What I’ve learned from my baby:
* Every baby is different. What worked for me may not work for you. So take all advice/anecdotes/wisdom (not just mine) with a grain of salt. Learning for yourself is half the fun, right?
* Not only can I put my baby in a sling, but the pouch of the sling can be used to stow a burp cloth, wallet, keys or any other small item. So I don’t have to tote that diaper bag into the bank with me.
* If I have any questions at all about breastfeeding, whether it’s if the baby’s latching on, why my nipples hurt like all get out, how much the baby should be wetting/pooping, etc., I am not afraid to call a lactation consultant or a La Leche League leader. They are there to help and no question is too stupid!
As someone who “felt” that something wasn’t right with her baby’s latch and didn’t ask and then reaped the consequences, I can’t stress this enough. I’m all for trusting my body and all, but without an integrated support system of family members and friends who are breastfeeding experts (as it was in the past), I wish that I had utilized these modern-day experts better early on.
* Pay attention to the baby’s diapers. Keep track of how many wet and poopy diapers he has every day until he is a couple of weeks old and he’s got a pattern established. If he is not wetting enough, this is a problem. I learned this the hard way. Pooping is important, but this seems to vary a lot from baby to baby. Auggie never pooped as much as every other bf baby, it seemed. Those babies all seemed to poop after every feeding as newborns. Sometimes Auggie would go every-other day — lots. We’re talking major blow-outs here.
* Nothing contains newborn bf baby poo. Pretreat those adorable little outfits before throwing them into the hamper, or they’ll be trashed.
* Sing what I know. Don’t worry about the nursery rhymes and other lullabies. He has no idea what I’m saying anyway. For the first few months of Auggie’s life, Tim sang every Guided By Voices song that he knew to calm the baby.

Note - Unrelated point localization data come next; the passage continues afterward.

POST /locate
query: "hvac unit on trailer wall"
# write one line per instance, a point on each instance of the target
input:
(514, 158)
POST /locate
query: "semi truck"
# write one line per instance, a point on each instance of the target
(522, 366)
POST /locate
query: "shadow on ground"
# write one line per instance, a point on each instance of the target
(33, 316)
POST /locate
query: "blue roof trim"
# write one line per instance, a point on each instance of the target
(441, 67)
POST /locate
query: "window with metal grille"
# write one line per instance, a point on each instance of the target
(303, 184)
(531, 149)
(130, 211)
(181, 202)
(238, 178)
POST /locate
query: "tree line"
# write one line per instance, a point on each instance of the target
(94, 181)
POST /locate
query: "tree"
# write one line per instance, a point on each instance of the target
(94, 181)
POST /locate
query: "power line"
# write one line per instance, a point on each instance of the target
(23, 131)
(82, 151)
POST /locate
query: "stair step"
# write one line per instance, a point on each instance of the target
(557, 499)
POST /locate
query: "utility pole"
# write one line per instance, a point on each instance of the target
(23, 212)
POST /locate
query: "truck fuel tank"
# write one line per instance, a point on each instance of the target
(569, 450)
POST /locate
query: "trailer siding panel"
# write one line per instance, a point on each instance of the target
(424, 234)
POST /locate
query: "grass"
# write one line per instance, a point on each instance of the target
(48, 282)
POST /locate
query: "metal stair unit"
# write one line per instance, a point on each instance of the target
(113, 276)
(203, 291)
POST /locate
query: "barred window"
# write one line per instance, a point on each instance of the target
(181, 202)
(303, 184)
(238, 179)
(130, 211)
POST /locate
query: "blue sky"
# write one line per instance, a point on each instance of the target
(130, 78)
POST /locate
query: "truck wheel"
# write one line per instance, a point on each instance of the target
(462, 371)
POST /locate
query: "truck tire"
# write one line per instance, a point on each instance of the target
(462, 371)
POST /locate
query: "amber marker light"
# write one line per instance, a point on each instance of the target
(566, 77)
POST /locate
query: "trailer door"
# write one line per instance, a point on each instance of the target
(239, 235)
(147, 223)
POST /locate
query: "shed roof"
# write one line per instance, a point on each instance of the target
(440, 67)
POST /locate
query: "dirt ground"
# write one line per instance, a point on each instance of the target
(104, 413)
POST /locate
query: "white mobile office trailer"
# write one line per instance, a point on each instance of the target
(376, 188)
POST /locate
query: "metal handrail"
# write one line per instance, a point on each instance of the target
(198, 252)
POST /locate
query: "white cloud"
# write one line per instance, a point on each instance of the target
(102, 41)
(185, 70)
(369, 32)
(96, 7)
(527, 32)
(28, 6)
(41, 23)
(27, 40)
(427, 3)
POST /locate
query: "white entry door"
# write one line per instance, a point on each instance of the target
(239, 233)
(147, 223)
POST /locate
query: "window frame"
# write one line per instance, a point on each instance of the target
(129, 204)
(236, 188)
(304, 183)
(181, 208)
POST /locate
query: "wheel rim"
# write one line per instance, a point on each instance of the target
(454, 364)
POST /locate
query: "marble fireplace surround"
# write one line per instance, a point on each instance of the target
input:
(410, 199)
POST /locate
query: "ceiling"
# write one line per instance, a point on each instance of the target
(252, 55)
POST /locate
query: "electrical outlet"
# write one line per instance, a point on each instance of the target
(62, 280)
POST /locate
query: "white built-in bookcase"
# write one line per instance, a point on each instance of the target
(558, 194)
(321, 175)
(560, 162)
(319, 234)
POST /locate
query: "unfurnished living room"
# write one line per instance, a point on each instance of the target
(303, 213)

* For us, and I want to stress FOR US, sleeping with us for the first seven or eight months of his life was a bad idea. It was great the first few months, since he needed to nurse at night, but I’ve come to believe the advice: at three months, have the baby sleeping where you want them to be sleeping at one year. Now that I have a very kicky 11 month-old, trust me, I want him sleeping in his own bed.
I loved the idea of having a “family bed” — I did! But it became clear early on that he was using nursing as a crutch to fall asleep. Now, when babies are newborns, they sleep all the time, so nursing to sleep is a natural cycle. However, we came to believe that it was important that Auggie learn to fall asleep on his own. This was extremely hard to do at seven months. He liked sleeping with us. He liked nursing all night long. It took weeks of crying (his and ours) to get him comfortable with the concept. Now, he is much more comfortable sleeping in his bed than ours. When I bring him into bed to nurse when he wakes up at 6 in the morning, he doesn’t go back to sleep. He’s ready to get up and start the day with daddy. Mommy and daddy wish he would nap…
* Auggie took at least one bottle a day everyday from 2 weeks to 8 weeks, and when I stopped giving them to him at 8 weeks, he had totally forgotten what to do with them by 11 weeks. He never took a bottle again. We started him on a sippy cup at 4 months, but he still didn’t really get the hang of that until 6 months or so. So we didn’t really go out for longer than an hour or two for a long time. It was tragic. We missed the Dismemberment Plan.
* Cloth diapers are a beautiful thing.
* Used baby clothes are God’s gift to budgets.
* Nursing was not only the best choice for my baby, it was a great choice for me. After having him naturally, I was ready to jump tall buildings in a single bound once I got home. Not wise, when you’ve got a placenta-sized open wound inside yourself. Nursing him around the clock kept me off of my feet. The awesome hormone prolactin kept me relaxed. It still does. We dozed together while he nursed, which helped me get that much-needed rest. Now, nursing has evolved into not only a means of providing nurishment and security for August. It is comfort for a bumped noggin, an instant chill-pill for a fussy, cranky boy, a time-out for a frazzled mommy. We reconnect, literally and emotionally.
* I think the thing that kept me nursing, even at the darkest hours of the night when the baby slept, yet I had to wake up and pump to build my supply back up, was thinking about how much I would regret quitting. Looking at the nursing shirts I had bought while still pregnant and thinking about how I would never get to use them. Thinking about the bottles, the nipples, the cans and cans of nasty-smelling formula. I decided to stop the pumping and just nurse until my supply was totally gone. Here I am, 11 months later, and nothing’s dried up yet!
That’s all I can think of right now.